RJ em Foco
Estado cria Secretaria da Mulher e Políticas Inclusivas ao fundir duas pastas
Governador interino Ricardo Couto promove nova mudança no alto escalão e une estruturas do governo
O Governo do Estado do Rio oficializou nesta segunda-feira a criação da Secretaria de Estado da Mulher e Políticas Inclusivas (SMPI), como parte do processo de reorganização administrativa suspensa desde o fim de março pelo governador em exercício, desembargador Ricardo Couto. A medida une as estruturas da antiga Secretaria da Mulher com a da Subsecretaria de Políticas Inclusivas, que antes era vinculada à Casa Civil. A nova pasta será comandada pela pedagoga Bianca Pacheco.
Bianca já esteve à frente da Subsecretaria de Políticas Inclusivas, que, juntamente com outras 11 subpastas — três das quais já extintas por Ricardo Couto —, contribuiu para que a Casa Civil aumentasse de 816 para 2.101 servidores comissionados e requisitados entre abril de 2021 e março deste ano.
A estrutura liderada por Bianca mantém seis programas em sua página oficial, incluindo o “Pacto de Enfrentamento à Violência contra a Mulher com Deficiência e a Mulher com Dependência Química”. No entanto, quando questionada sobre as atividades concretas do programa, a Casa Civil não trouxe informações, e não foram encontrados registros nem nas redes sociais do estado, nem no Sistema Eletrônico de Informações (SEI).
No comunicado sobre a publicação do decreto que funde as duas estruturas, o governo menciona a “readequação do quadro de servidores em comissão”, mas sem detalhar o impacto da medida. No mês passado, apenas na edição de 29 de abril do Diário Oficial, foram registradas 39 exonerações na Subsecretaria de Políticas Inclusivas da Casa Civil.
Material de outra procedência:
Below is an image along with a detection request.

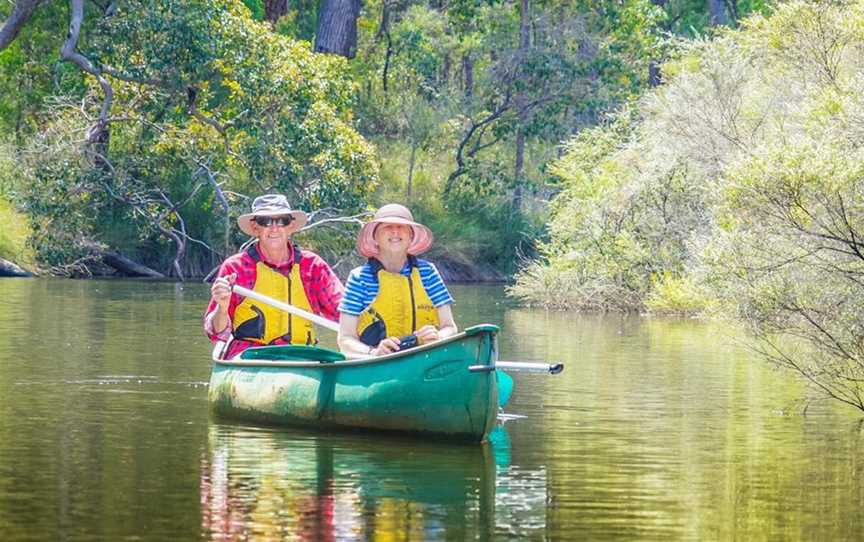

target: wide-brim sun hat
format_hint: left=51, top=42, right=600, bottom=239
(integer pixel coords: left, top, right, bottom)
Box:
left=357, top=203, right=435, bottom=258
left=237, top=194, right=309, bottom=237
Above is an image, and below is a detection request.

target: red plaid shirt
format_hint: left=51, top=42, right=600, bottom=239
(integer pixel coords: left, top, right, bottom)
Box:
left=204, top=244, right=343, bottom=359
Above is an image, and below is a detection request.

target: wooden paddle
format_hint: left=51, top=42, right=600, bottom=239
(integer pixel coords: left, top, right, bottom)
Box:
left=232, top=284, right=339, bottom=332
left=233, top=284, right=552, bottom=406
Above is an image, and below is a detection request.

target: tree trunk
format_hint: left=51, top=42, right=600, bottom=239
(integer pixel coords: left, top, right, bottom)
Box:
left=462, top=53, right=474, bottom=98
left=315, top=0, right=360, bottom=58
left=264, top=0, right=288, bottom=25
left=405, top=142, right=417, bottom=203
left=512, top=0, right=530, bottom=213
left=0, top=258, right=33, bottom=277
left=648, top=0, right=668, bottom=87
left=707, top=0, right=728, bottom=26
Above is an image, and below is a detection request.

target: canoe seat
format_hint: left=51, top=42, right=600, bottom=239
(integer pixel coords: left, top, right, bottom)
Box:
left=240, top=344, right=345, bottom=363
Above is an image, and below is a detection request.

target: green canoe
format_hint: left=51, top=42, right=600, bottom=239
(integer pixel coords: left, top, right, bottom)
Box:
left=209, top=324, right=498, bottom=441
Com a mudança, a nova secretaria passa a gerenciar contratos, convênios, cursos, parcerias e termos de colaboração relacionados à inclusão, antes sob responsabilidade da Casa Civil, além de centralizar a gestão das políticas de Estado para a área. Entre as iniciativas sob sua responsabilidade está o “Projeto Empoderadas”, que oferece assistência e acolhimento a mulheres vítimas de violência. Segundo o governo, o projeto reforça a atuação das comunidades terapêuticas e amplia ações inclusivas e de paradesporto.
Trocas em série
A SMPI também será responsável por políticas externas às Pessoas com Deficiência (PcD), pessoas em situação de risco e pelo Programa Trabalho Protegido na Adolescência (PTPA).
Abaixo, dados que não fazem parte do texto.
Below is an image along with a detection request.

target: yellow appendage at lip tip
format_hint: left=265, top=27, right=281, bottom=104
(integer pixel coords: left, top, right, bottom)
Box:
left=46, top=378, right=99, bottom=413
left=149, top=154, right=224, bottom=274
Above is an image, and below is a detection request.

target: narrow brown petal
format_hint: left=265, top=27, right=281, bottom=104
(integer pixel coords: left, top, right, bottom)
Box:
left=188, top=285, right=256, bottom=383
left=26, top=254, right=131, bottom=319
As mudanças promovidas por Ricardo Couto já resultaram em substituições de cerca de um terço do primeiro escalonamento do governo. Entre as áreas afetadas estão a Saúde, onde Ronaldo Damião substituiu Cláudia Mello; a Casa Civil, com a saída de Nicola Miccione, ligada ao ex-governador Cláudio Castro, para a entrada de Flávio Willeman; e a Procuradoria Geral, com a troca de Renan Miguel Saad por Bruno Dubeux.
Outras alterações relevantes ocorreram na Secretaria de Governo (Segov) e no Gabinete de Segurança Institucional (GSI), cujos principais programas — Segurança Presente e Barricada Zero, respectivamente — foram transferidos para a Polícia Militar.